Isis fighters
Fighters of the Islamic State riding on a vehicle in the streets of Mosul, Iraq STRINGER Iraq/Reuters

The Islamic State's (Isis) influence in the Philippines may be on the rise despite the government's claims to the contrary. The warning comes from Reverend Sebastiano D'Ambra, an Italian priest, who helped bring about the Mindanao peace process between the government and the separatist Moro Islamic Liberation Front that was signed by both parties in March 2014.

The priest said the situation in the region is now "alarming" as "they are spreading here" and it could become difficult to contain them. "God knows what will happen next. Everybody is trying to maintain control of the situation, but I am afraid that sometime, in some way, it will go out of control," D'Ambra told Japan Times via phone.

D'Ambra's comments come just days after an internet video showed four militant groups — one of them being the Abu Sayyaf group that operates in southern Philippines — pledge allegiance to the IS (Daesh). The militants in the video are heard saying they would create a province under Shariah law.

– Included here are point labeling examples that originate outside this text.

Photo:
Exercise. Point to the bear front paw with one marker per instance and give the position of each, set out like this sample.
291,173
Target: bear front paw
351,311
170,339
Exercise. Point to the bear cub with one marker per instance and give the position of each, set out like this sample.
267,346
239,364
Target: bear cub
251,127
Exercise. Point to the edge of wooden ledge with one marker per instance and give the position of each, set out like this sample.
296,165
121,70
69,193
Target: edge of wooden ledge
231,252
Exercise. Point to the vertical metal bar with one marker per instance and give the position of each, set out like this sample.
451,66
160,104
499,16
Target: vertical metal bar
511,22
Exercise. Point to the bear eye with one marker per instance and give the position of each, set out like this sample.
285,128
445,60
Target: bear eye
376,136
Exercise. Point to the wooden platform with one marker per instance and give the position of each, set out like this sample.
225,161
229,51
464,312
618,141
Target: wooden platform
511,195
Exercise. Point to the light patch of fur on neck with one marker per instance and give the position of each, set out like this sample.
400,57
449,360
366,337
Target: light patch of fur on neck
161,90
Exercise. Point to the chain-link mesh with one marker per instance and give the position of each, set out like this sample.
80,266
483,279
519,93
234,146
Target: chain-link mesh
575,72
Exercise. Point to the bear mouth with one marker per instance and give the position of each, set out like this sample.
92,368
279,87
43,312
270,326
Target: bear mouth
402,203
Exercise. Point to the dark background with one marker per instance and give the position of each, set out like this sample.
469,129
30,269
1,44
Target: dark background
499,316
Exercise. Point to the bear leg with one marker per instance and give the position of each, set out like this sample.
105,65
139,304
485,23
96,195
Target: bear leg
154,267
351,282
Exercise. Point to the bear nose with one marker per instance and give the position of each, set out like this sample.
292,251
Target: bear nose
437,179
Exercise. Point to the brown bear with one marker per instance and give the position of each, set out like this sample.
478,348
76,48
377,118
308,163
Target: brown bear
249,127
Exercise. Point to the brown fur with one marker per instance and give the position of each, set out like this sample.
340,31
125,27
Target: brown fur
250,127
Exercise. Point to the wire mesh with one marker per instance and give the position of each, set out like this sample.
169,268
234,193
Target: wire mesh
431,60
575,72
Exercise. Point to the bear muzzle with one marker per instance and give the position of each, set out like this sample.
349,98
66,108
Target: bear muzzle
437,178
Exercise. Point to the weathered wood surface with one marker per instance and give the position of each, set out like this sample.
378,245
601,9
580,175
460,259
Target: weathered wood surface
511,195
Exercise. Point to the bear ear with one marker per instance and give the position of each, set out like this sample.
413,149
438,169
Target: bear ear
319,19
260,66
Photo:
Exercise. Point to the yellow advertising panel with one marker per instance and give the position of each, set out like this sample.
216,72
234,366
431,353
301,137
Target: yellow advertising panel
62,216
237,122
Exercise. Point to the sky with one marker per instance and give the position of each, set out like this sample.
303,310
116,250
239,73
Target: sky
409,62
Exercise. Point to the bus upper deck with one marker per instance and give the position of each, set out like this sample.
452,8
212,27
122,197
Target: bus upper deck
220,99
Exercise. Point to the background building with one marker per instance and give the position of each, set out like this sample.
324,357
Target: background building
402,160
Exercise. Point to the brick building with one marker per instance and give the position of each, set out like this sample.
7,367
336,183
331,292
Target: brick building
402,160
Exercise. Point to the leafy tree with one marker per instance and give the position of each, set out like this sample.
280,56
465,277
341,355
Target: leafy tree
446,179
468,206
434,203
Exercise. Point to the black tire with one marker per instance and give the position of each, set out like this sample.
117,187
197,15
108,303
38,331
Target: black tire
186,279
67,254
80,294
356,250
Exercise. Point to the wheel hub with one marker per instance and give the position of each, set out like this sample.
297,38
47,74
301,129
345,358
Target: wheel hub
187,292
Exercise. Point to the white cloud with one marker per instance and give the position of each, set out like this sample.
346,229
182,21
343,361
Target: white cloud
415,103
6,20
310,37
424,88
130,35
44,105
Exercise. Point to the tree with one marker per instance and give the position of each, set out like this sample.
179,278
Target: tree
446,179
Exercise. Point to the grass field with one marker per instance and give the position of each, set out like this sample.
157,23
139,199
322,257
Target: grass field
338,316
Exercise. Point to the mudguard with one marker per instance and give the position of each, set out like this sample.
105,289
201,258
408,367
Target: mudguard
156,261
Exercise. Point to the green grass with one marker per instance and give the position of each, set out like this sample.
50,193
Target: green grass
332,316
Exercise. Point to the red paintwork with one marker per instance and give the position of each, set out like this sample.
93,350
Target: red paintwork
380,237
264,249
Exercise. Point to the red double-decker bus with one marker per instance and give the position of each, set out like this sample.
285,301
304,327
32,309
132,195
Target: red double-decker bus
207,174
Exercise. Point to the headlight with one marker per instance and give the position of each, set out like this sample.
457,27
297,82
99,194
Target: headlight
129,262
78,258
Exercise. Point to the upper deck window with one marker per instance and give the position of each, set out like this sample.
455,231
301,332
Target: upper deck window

Soon after the video was released, the country's security officials had dismissed it as propaganda material.

"There is no credible, verified and direct link established and the possibility of establishing a satellite is unlikely," military spokesman Colonel Restituto Padilla, was quoted as saying by Reuters.

"The recent pronouncement of Abu Sayyaf group leader Isnilon Hapilon is part of their propaganda and does not necessarily reflect the existence of an Isis-directed terror operation in the country." Padilla added that some of the militants in the video had been killed in recent clashes with security forces.

The video had raised concerns about the militants setting up its cells in the country but government officials had said it was highly unlikely. "The local militants are only interested in making money, and those attracted to Islamist ideology would rather travel to Syria and Iraq, especially those from Malaysia and Indonesia," an intelligence official told Reuters earlier in the week. "What we have in the south are pure criminals hiding behind IS masks to gain prominence and raise more ransom money," the official had said.